Set aside three days for running, two days for cross training, and two days of rest. Ease into your running days by interchanging jogging and walking every couple of minutes. Keep switching from jogging to walking, until you no longer need to walk. The idea is to build enough stamina to be able to at least jog for 4o minutes without having to stop. If you keep up with a consistent schedule of running, then you will have no problem building up to 40 minutes without stopping.
Focus on Form
As you are starting out, it can be hard to know what proper running form looks like. The first three months are ideal for focusing on your form and keeping your body properly aligned.
When you can maintain a strong core and good posture while running, you will be able to avoid any potential injuries that may cause hinderance to your training plan.

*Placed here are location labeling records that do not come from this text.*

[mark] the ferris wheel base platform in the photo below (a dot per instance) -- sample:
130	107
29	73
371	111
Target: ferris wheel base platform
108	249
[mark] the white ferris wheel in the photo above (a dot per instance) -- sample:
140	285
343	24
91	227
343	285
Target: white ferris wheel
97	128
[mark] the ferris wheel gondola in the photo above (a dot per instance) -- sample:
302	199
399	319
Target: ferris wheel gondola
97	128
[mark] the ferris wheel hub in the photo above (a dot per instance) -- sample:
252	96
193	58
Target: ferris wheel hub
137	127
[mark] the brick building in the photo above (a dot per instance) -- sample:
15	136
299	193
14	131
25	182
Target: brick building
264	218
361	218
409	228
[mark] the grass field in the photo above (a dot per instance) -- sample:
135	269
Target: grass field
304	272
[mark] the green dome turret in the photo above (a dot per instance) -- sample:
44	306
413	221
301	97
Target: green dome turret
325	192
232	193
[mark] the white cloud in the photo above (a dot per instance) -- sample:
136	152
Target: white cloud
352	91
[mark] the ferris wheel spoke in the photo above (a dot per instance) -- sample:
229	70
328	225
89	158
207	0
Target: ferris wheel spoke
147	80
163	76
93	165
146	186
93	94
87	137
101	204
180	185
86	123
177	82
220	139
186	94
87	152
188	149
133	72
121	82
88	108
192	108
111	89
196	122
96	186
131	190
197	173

The more you get into the swing of it, the more you come to understand how form effects your lower limbs.
Month Four through Six
Month four through six are key months for building up your strength and bumping up your mileage. Take your training to the next level by tacking on more miles at the end of your week and intensifying your cross training days. Take easier mileage weeks every other week to let your body ease into more mileage. For those who like to be organized, color code your calendar so you visually notice which week has more or less intensity.
Rest 4 mi. 5-6mi. Cross Train Rest 7-9 mi. Cross Train
By the end of the sixth month, you should be able to finish 9 miles of running with ease. Slowly increase the speed at which you are running a little each week. Keep your short runs easy going, but begin to increase your speed during your medium runs to build up better stamina. Keep in mind that the intensity of your cross training also makes a difference. Focusing on core strength will help your overall body and keep any potential injury at bay.

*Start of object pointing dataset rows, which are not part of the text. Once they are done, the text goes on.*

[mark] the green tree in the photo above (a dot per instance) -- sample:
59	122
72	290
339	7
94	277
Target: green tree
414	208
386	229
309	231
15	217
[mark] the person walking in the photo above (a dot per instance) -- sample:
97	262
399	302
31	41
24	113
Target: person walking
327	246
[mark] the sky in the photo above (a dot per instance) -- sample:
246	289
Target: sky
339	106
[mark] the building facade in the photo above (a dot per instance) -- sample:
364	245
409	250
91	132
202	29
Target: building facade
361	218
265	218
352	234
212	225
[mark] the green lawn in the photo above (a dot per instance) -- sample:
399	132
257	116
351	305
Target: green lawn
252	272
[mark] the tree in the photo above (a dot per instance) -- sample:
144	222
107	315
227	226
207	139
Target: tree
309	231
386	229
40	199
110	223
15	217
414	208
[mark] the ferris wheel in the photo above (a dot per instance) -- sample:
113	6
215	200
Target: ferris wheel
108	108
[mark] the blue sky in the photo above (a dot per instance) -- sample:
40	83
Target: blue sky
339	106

Run as you feel to maintain your fitness level and always take rest days or modify your mileage if you are experiencing pain. When you rest your body, you will be able to recover faster and get back to running sooner.
Month Seven through Nine
Month seven through nine are where you increase your endurance for better performance on race day. Continue to switch shorter mileage and harder mileage to every other week and try not to fear the long mileage days.
In this phase, try out runs that increase speed gradually and taper off at the end of your run. It will help teach your body to have a boost mode when you need it to increase your speed during a race.
Rest 6 mi. 6-8 mi. 5-6 mi. Rest 6-7 mi. 9-12 mi.
You are more than capable of achieving. Give yourself time and the mental space to overcome the obstacle of longer mileage and keep running strong.
Month Ten through Twelve
Month ten through twelve are all about the mileage and adequately preparing your body to manage the hard miles of running a full marathon. The weeks leading up to race day are crucial for your body to have the endurance and strength it needs to power through to the finish. Breaking it down to the weeks leading up to your big day, here is an outline for what you should be running.
Rest 6 mi. 9 mi. 6 mi. Rest 10 mi. Cross Train
Rest 6 mi. 9 mi. 6 mi. Rest 12 mi. Cross Train
Rest 5 mi. 5-6 mi. 5-6 mi. Rest 14 mi. Cross Train
Rest 6 mi. 9 mi. 5-6 mi. Rest 15 mi. Cross Train
Rest 6 mi. 6-8 mi. 5-6 mi. Rest 12 mi. Cross Train
Rest 5 mi. 6-8mi. 5-6mi. Rest 16 mi. Cross Train
Rest 6 mi. 6-8mi. 5-6mi. Rest 17 mi. Cross Train
Rest 6 mi. 6-8mi. 5-6mi. Rest 19 mi. Cross Train
Rest 6 mi. 6-8mi. 5-6mi. Rest 20 mi. Cross Train
Rest 6 mi. 6-8 mi. 10 mi. Rest 12 mi. Cross Train
Rest 5 mi. 6-8 mi. 8 mi. Rest 4 mi. Cross Train
Week 12-Race Week:
Rest 3 mi. 4 mi. 2 mi. Rest Rest Marathon 26.2 mi
Training is about balance, strength, and building up your mileage to achieve a marathon in one year. There are several different approaches to training for a marathon, but this schedule eases you into mileage and helps you build a solid foundation for stronger running and better performance.